For information on TALEA refer to BBa_K1189022.
This part was built to function as both our detector (TALE A) and our reporter (beta-lactamase). The part was built with the lacI IPTG inducible promoter J04500, with RBS, and it has a His-tag for protein purification.
|}TALE A was inspired by the award winning TALE A from the award winning 2012 Slovenian iGEM project. The iGEM Calgary 2013 used this TALE and its associated DNA binding sequence to build a proof of concept TALE based DNA detector. In the case of BBa_K1189031, the Calgary team used beta-lactamase as a reporter enzyme to indicate when the TALE is bound to DNA.
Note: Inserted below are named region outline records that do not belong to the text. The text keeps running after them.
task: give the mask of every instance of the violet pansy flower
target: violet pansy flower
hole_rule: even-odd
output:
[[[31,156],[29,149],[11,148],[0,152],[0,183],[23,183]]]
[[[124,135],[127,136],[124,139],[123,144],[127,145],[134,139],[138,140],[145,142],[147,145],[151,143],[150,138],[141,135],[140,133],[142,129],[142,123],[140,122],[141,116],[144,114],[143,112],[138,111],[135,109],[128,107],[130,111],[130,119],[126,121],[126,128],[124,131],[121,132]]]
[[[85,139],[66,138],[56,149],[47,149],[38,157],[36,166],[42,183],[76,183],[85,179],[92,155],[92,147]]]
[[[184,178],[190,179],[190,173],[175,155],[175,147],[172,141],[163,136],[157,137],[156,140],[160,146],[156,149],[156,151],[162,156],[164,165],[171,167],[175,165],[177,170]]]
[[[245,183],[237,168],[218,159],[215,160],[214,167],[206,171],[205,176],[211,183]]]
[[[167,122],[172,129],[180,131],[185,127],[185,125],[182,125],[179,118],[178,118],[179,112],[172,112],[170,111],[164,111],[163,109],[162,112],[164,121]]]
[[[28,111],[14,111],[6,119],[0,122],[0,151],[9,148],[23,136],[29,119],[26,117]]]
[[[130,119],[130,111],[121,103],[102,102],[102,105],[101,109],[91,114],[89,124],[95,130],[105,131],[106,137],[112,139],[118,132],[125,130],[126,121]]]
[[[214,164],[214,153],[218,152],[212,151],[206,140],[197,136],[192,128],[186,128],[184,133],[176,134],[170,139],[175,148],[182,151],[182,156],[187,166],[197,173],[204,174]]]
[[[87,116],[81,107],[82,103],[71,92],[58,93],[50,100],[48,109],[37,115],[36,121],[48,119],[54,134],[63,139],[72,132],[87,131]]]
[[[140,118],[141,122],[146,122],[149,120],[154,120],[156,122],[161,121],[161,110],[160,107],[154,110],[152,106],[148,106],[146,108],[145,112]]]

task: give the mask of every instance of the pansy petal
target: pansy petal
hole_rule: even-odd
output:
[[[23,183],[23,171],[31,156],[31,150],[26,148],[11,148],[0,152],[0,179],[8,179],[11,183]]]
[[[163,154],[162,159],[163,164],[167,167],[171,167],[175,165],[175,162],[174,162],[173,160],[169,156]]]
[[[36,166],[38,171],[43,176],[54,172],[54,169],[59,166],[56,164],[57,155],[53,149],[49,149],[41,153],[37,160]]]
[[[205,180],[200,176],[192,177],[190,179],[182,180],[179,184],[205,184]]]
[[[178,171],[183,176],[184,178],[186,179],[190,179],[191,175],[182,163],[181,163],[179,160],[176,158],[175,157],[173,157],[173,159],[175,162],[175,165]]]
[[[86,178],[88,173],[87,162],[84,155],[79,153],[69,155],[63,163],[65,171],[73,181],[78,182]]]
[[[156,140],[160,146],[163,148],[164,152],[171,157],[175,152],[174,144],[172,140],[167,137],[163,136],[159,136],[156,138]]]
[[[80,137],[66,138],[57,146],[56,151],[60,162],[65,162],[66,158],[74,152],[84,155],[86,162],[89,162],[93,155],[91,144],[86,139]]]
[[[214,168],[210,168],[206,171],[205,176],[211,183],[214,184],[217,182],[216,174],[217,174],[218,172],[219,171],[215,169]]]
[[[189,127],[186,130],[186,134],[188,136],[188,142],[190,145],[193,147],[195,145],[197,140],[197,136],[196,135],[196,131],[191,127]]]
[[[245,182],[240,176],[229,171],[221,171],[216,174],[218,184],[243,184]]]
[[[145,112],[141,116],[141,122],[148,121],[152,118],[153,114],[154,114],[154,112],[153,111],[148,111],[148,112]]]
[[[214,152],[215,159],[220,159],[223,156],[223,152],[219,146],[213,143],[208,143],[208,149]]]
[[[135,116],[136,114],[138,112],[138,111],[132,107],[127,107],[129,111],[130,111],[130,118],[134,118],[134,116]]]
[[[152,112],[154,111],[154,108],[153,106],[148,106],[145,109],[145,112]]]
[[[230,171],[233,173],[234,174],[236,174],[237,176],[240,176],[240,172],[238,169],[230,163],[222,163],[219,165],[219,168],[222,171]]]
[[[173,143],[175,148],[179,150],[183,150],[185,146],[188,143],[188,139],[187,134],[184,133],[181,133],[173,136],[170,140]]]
Applications of BBa_K1189031
Additionally, we have demonstrated the same pH change of benzylpenicillin to penicillinoic acid by the TALE A β-lactamase fusion (BBa_K1189031) with bromothymol blue. The pH change causes the bromothymol blue to change in colour from blue to yellow as it gets more acidic (Figure 11 & 12). In the presence of TALE A β-lactamase fusion we see the colour change to yellow whereas the negatives not containing TALE A β-lactamase fusion remains blue (Figure 11). We did a kinetic analysis at 616 nm every 30 seconds and as the blue colour disappears, the absorbance at 616 nm decreases (Figure 12). Therefore, the lower the decrease the better the TALE A β-lactamase fusion reporter activity. Our kinetic activity shows that the biggest decrease is in our positive recombinant β-lactamase followed by the TALE A β-lactamase fusion at 10 micrograms. This decrease is lessened as we decrease the amount of TALE A β-lactamase fusion. We can also show that in our negatives with no TALE A β-lactamase fusion we do not have a decrease in absorbance. We have demonstrated the reporter activity both qualitatively (Figure 10 & 11) and quantitatively (Figure 12).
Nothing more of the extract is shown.